Ce n’est que début 2023([3]), que se dessine une vraie prise de conscience en Europe avec une proposition d’interdiction par L’Agence Européenne des produits chimiques (ECHA). On ne sait hélas que trop bien pourquoi il faut attendre si longtemps : les industriels sont devenus des experts dans la fabrique du doute : amiante, chlordécone, tabac, Bisphénol A… Il faut vendre le plus longtemps possible les produits fabriqués.
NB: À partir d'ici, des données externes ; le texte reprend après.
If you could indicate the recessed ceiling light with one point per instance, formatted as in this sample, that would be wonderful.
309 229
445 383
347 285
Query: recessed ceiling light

LES DOSAGES ET LES « NORMES »
L’Autorité européenne de sécurité des aliments (EFSA) a avancé en 2020 une dose hebdomadaire tolérable (DHT) très basse, 4 ng/kg de poids corporel, par semaine ([4]), pour la somme des 4 PFAS devant faire l’objet d’une attention sanitaire particulière (PFOS, PFOA, PFNA, PFHxS). L’EFSA estime qu’une partie de la population européenne est exposée à des valeurs supérieures à cette DHT.
80 Millions des américains consomment au moins 10 ng/kg/semaine
En Europe 15 à 23 % (différence entre Sud et Nord) des adolescents ont des taux sup. à 6,9ng/l([5])([6])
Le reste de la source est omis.